Ha gli occhi bassi, forse per nascondere le lacrime, che ci scommetto la pelle, spingono per rigarle le guance. Trema come una foglia, ha la punta del naso tutta rossa, così come le gote, e le labbra secche. Il vento freddo le sferza i capelli, facendo svolazzare la sua mezza coda alta e portandogliene alcune ciocche sul viso. Vorrei prenderla tra le braccia e riscaldarla, riportarla dentro e poi a casa, nel mio letto. Ma, come ho detto, l'orgoglio è un fottuto bastardo.
«Prendi la tua giacca e tornatene a casa, Alissa. E magari rimettiti anche le mutande.» Stringe la mano attorno alla sua borsetta, come se si fosse appena ricordata dove ha messo il suo intimo. La voglia di mettere le mani in quella borsa e prendermi quello che sono strasicuro sia un perizoma in pizzo per portarmelo a casa, è tanta. Ma chiudo gli occhi e, invece che nella sua piccola borsa, le infilo nelle tasche, mentre la sorpasso e me ne torno dentro.
«Allora, com'è andata?» Mi domanda impaziente Evan, appena poggio di nuovo il culo sul mio amato sgabello.

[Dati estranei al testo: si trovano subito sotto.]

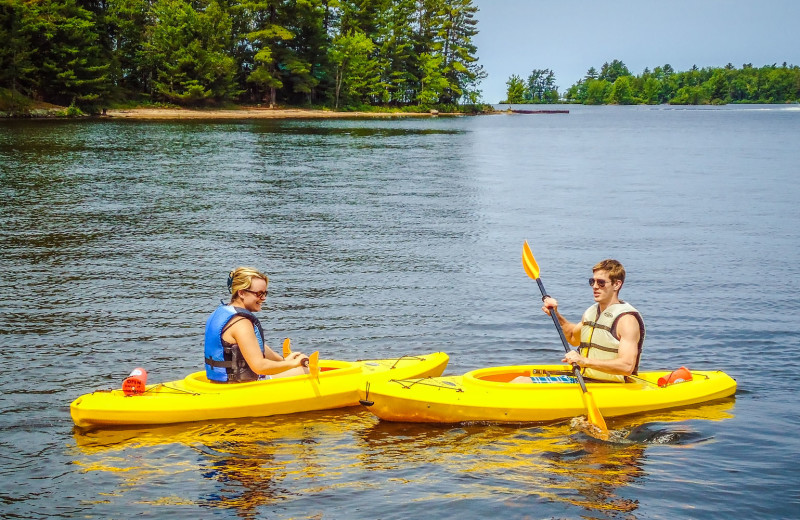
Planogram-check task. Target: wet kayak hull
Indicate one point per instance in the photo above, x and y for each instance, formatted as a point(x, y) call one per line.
point(487, 395)
point(194, 398)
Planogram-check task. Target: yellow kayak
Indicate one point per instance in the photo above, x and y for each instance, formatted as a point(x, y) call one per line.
point(194, 398)
point(488, 395)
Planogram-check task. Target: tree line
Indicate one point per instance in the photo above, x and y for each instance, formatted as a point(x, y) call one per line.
point(614, 84)
point(339, 53)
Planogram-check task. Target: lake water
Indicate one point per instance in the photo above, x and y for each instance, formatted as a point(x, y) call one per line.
point(399, 236)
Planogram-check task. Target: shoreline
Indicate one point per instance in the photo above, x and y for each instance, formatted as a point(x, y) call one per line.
point(255, 113)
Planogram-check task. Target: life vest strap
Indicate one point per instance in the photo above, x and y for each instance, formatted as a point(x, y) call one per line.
point(219, 364)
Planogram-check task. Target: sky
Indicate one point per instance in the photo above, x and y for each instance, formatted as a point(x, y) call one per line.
point(570, 36)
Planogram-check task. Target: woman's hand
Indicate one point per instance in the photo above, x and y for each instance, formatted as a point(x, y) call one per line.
point(574, 357)
point(297, 359)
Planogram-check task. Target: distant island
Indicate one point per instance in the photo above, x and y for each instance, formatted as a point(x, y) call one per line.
point(341, 56)
point(614, 84)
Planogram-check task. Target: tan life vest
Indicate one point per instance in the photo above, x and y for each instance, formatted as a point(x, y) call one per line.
point(599, 338)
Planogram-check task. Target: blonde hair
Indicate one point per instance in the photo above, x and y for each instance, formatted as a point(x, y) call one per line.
point(242, 278)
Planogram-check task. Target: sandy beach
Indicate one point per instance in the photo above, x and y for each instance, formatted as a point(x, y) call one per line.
point(249, 113)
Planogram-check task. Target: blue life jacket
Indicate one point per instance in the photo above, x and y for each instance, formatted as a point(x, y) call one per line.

«Passami un'altra bottiglia di vodka, che è meglio.» Il mio amico obbedisce, con un sospiro pesante. So che era stato lui a spifferare la mia posizione e non mi trattengo dal farglielo notare. «E la prossima volta, evita di organizzarmi blitz a sorpresa.» Finisco a malapena di rimproverarlo, quando sento due braccia circondarmi le spalle e una testa poggiarsi sulla mia spalla. È Harper. Riconoscerei il suo profumo anche se da un momento all'altro perdessi completamente l'olfatto.

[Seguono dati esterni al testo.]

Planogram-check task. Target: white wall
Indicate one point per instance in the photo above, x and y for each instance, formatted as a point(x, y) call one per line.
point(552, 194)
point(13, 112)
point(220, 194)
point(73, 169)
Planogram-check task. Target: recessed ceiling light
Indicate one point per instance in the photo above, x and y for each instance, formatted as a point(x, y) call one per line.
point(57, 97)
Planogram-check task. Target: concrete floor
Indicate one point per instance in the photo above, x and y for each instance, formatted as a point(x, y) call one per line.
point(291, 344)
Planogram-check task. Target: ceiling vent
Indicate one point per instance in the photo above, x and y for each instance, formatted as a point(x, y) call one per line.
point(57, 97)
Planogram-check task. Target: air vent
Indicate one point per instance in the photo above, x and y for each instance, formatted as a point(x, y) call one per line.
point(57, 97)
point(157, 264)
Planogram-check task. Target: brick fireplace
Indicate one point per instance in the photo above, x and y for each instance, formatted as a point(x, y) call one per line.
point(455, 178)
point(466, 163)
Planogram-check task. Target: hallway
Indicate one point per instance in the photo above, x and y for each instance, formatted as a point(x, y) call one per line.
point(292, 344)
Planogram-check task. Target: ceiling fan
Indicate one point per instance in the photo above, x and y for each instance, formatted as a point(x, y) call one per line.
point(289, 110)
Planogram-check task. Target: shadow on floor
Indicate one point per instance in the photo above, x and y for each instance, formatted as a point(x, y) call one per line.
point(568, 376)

«Ehi.» Mi bacia la guancia e io mi rigiro per farla sedere sulle mie gambe. «Giornata dura?» Mi domanda, indicando con il mento la bottiglia, ancora in mio possesso.
«Di merda è più appropriato.» Mi sorride dolcemente e mi accarezza la schiena.
«Ho accompagnato Alissa, nella speranza che risolveste i vostri problemi. Ma è chiaro che non sia andata così.»
«Già.» Mi limito a confermare.
«Ci vediamo domani per il trasloco, così ne possiamo parlare quando avrai la mente lucida?» Mi guarda speranzosa.
«Non se ci sarà anche lei, Harper.» E non è un capriccio, solo un dato di fatto.
«Ci sarà, ma se cambi idea saremo contenti di accettare il tuo aiuto.» Si alza da sopra le mie gambe e mi abbraccia. «È arrivato il nostro taxi, devo andare. Ti voglio bene.»
«Anche io.» La guardo allontanarsi, mentre afferro il telefono dalla tasca posteriore dei jeans.
"Sono arrivata a casa, mi sento sola. Tornerai tra molto?"
Blocco il telefono e ignoro il messaggio di Alex, che continua a tampinarmi come se fosse la mia maledetta fidanzata. Non lo è, cazzo, anche se l'ho detto ad Alissa.
"Non sei la mia cazzo di ragazza, lasciami vivere!"
Lo scrivo, ma poi lo cancello e non lo invio. Devo smetterla di trattare male le persone solo per lenire la rabbia che sento addosso come una seconda pelle. Soprattutto, devo smetterla con Alex, che è la madre di mio figlio.
"Tra poco sono a casa."
E quel "tra poco" è esattamente tre ore dopo, che ho passato a girovagare per la cazzo di città senza una meta, ubriaco da star male e con il cuore reduce da un'ustione di terzo grado.